Deboto(112) no ghe vedo più...
me trema la terra sotto i piè...
le gambe no me reze(113)...
oimè, el mio cuor...
oimè, el mio cuor...
Forti, Zanetto, forti, che le donne te correrà drio...
e ti...
ti le burlerà...
oh che gusto!...
no posso più star in piè...
casco...
moro...
(cade in terra)
COL.
(Esce di casa e vede Zanetto in terra) Cosa vedo! Il signor Zanetto in terra? Cos'è? Cos'è stato? Che cosa avete?
ZAN.
(Vardè...
se xe vero...
le donne me corre drio).
(da sé)
COL.
Oh diamine! Ha la schiuma alla bocca.
Certo gli è venuto male.
Poverino! Voglio chiamare aiuto, perché io sola non posso aiutarlo.
(entra in casa)
SCENA VENTIQUATTRESIMA
ZANETTO, poi FLORINDO
ZAN.
Sentila...
se la xe innamorada...
la se despiera...
e mi duro...
ma...
oimè, me manca el cuor...
crepo, crepo...
agiuto...
agiuto.
FLOR.
Come! Tonino in terra? Ecco il tempo di vendicarmi.
ZAN.
Un'altra donna me corre drio...
(si va torcendo)
FLOR.
(Ma che vedo? Que' moti paiono di moribondo).
(da sé)
ZAN.
Son morto...
Son morto...
FLOR.
(Muore davvero costui).
(da sé) Ma che avete?
ZAN.
Son morto...
FLOR.
In che maniera?...
che è stato?...
(benché rivale, mi fa pietà).
(da sé)
ZAN.
Ho bevù...
sì...
le donne...
Sior Pancrazio...
oimè...
oimè...
son velenà...
son morto...
ma no...
Via, donne...
forti...
duro, vedè...
oimè.
(muore)
FLOR.
Ah che spirò il meschino! Chi mai l'ha assassinato? Come mai è egli morto? Che vedo? Ha un bicchiere vicino! Oh come è torbido questo vino! L'infelice fu avvelenato.

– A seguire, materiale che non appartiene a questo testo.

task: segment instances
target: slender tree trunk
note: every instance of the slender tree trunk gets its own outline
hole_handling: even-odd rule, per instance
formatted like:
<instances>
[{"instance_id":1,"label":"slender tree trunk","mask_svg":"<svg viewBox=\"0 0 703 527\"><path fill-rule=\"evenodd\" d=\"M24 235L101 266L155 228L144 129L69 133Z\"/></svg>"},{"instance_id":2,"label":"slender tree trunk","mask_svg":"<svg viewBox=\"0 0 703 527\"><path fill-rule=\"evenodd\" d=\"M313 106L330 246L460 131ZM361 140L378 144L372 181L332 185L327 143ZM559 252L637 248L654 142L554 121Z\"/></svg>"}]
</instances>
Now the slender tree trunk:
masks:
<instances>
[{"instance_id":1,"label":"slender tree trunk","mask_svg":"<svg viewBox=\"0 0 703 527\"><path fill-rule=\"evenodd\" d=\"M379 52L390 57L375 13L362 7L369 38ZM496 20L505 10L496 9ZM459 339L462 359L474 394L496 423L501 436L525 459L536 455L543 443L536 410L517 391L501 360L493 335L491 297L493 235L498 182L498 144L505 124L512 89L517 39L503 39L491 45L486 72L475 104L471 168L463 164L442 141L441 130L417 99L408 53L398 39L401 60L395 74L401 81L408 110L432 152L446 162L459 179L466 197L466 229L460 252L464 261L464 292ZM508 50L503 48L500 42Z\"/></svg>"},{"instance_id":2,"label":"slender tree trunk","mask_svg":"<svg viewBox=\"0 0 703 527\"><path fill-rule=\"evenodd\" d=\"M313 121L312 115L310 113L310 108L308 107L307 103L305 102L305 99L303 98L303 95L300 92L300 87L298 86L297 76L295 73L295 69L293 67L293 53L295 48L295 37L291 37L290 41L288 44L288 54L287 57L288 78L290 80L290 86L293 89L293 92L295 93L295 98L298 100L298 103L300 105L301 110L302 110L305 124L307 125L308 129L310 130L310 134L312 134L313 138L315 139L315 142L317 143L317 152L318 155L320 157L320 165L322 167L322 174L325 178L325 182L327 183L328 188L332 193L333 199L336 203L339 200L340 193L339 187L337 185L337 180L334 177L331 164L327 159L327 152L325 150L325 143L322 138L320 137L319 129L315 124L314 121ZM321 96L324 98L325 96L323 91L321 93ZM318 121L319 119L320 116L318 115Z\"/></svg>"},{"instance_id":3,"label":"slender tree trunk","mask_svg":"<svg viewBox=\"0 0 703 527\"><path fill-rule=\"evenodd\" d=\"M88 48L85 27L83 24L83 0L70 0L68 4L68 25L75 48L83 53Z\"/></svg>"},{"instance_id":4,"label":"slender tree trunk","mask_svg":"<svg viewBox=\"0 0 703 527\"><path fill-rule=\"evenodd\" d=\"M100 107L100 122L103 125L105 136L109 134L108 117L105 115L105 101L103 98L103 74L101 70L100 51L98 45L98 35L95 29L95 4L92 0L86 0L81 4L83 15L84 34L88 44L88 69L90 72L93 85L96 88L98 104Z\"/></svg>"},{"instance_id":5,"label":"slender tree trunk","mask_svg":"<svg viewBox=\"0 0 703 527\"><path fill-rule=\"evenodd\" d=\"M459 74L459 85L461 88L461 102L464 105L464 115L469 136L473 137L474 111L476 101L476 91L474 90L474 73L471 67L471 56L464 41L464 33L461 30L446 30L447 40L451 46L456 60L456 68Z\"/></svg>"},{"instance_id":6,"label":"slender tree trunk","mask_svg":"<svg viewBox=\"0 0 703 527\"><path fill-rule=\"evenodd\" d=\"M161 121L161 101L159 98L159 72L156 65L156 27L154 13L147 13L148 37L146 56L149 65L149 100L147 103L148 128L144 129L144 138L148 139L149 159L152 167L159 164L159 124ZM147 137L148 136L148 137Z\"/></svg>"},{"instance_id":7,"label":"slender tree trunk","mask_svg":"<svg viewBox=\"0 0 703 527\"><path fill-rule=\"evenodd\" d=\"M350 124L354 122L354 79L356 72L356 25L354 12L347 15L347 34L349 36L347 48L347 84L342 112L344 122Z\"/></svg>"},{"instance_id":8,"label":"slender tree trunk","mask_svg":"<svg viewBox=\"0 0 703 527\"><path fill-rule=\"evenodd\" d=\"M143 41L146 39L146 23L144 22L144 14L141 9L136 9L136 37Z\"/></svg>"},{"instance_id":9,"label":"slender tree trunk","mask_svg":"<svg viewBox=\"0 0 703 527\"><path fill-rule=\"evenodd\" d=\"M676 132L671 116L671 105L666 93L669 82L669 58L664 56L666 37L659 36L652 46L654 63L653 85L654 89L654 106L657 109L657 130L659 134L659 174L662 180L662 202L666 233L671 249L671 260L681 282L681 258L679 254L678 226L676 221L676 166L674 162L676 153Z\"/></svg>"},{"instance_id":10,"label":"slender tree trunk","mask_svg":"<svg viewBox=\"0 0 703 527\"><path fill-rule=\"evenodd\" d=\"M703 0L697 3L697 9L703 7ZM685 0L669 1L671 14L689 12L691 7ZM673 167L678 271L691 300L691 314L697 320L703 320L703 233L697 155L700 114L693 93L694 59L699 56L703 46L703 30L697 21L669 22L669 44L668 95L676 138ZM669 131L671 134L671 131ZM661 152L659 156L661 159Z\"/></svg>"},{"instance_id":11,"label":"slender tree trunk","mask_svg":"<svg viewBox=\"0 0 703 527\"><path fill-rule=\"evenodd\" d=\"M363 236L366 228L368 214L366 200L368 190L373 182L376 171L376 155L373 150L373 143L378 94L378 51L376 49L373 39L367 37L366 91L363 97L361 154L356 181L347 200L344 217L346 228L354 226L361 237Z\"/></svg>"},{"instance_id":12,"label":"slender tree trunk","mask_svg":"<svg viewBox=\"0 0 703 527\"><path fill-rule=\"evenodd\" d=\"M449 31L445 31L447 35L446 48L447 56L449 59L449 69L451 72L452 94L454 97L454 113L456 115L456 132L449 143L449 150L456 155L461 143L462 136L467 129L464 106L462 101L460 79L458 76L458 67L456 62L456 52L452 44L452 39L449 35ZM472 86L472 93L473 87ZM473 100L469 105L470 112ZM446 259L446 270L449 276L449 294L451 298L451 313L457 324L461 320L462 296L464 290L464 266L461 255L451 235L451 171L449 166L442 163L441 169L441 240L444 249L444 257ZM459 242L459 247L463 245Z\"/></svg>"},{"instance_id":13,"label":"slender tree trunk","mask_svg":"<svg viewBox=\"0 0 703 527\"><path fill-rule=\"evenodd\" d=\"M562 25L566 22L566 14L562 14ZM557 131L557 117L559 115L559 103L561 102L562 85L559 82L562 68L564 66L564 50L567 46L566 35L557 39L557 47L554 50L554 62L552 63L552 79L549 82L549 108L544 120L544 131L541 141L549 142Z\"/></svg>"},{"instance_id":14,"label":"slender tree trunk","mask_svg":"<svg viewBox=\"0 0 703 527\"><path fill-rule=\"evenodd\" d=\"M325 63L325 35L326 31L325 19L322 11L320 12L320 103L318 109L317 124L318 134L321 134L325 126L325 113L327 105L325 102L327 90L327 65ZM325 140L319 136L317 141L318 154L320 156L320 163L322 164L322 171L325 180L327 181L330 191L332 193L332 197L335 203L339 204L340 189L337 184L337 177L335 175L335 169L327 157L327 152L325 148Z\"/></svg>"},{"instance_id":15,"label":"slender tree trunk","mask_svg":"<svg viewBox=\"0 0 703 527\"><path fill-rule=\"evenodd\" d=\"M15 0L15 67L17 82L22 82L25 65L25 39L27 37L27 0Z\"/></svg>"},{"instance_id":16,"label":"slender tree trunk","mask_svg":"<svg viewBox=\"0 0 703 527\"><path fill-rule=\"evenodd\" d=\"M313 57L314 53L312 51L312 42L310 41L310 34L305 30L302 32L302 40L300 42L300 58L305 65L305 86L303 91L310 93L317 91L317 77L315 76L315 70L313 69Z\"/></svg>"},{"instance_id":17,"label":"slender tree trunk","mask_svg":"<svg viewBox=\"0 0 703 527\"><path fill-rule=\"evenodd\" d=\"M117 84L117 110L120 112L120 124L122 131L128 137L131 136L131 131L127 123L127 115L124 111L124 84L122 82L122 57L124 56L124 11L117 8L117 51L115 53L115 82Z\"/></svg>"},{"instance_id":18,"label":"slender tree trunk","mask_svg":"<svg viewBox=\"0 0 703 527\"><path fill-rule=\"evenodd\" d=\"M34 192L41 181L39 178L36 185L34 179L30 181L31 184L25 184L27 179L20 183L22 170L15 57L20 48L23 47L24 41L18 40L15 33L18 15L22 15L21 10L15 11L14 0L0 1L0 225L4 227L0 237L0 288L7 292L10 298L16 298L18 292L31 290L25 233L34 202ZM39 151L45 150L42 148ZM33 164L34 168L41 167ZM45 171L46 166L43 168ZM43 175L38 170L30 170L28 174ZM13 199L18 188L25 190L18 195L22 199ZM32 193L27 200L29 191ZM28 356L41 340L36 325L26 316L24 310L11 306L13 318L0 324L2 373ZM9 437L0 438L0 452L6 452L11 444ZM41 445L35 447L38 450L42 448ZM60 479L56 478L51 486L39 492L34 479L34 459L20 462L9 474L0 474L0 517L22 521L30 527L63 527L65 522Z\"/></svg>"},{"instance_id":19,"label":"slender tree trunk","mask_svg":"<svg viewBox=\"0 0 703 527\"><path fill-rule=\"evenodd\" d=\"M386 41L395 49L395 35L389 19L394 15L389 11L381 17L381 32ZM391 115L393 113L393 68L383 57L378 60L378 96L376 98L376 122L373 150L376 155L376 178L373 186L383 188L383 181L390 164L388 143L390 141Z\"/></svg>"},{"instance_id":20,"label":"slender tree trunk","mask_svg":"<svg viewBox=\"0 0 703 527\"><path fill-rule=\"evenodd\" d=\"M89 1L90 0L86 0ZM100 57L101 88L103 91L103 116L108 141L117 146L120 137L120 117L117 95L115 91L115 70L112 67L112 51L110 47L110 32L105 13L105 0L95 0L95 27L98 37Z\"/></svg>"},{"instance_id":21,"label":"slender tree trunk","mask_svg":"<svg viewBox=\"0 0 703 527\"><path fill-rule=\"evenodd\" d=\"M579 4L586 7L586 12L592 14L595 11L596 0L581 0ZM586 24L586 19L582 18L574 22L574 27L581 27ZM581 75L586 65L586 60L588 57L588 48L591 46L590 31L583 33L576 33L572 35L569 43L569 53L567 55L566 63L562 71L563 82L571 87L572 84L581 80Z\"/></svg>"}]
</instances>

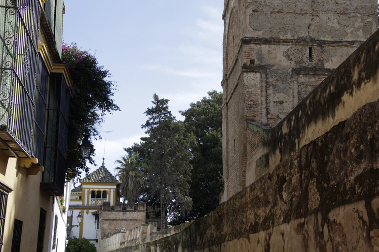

(osserva il bicchiere, poi lo ripone in terra)
SCENA VENTICINQUESIMA
Il DOTTORE, BRIGHELLA e COLOMBINA di casa, e detti; poi ROSAURA e BEATRICE col SERVITORE, poi ARLECCHINO
COL.
Venite, signor padrone, soccorrete questo povero giovine.
(al Dottore, uscendo di casa)
DOTT.
Presto, Brighella, va a chiamare un medico.
FLOR.
È inutile che cerchiate il medico, mentre il signor Zanetto è morto.
DOTT.
È morto?
BRIGH.
Oh poveretto, l'è morto?
COL.
Morto il povero signor Zanetto?
ROS.
(Di casa) Perdonate, signor padre, s'io vengo sopra la strada.
Parmi di aver inteso che il signor Zanetto sia morto; è forse vero?
DOTT.
Pur troppo è vero.
Eccolo là, poverino.
BEAT.
Oimè! Che vedo? Morto il mio bene? Morta l'anima mia? (passando per la strada)
ARL.
Coss'è? Dormelo el sior Zanetto?
BRIGH.
Altro che dormir! L'è morto el povero sfortunado.
ARL.
Co l'è cussì, torno alle vallade de Bergamo.
DOTT.
Facciamolo condurre nell'osteria: in mezzo alla strada non istà bene.
ROS.
Ahi, che il dolore mi opprime il cuore.
COL.
Poverina! siete vedova prima di essere maritata.
(Ho quasi piacere che resti mortificata).
(da sé)
DOTT.
Brighella, fallo condurre nell'osteria.
(accennando Zanetto)
BRIGH.
Animo, Arlecchin, dà una man a menarlo in casa.
Quel zovene, fe anca vu el servizio de aiutarlo a portar.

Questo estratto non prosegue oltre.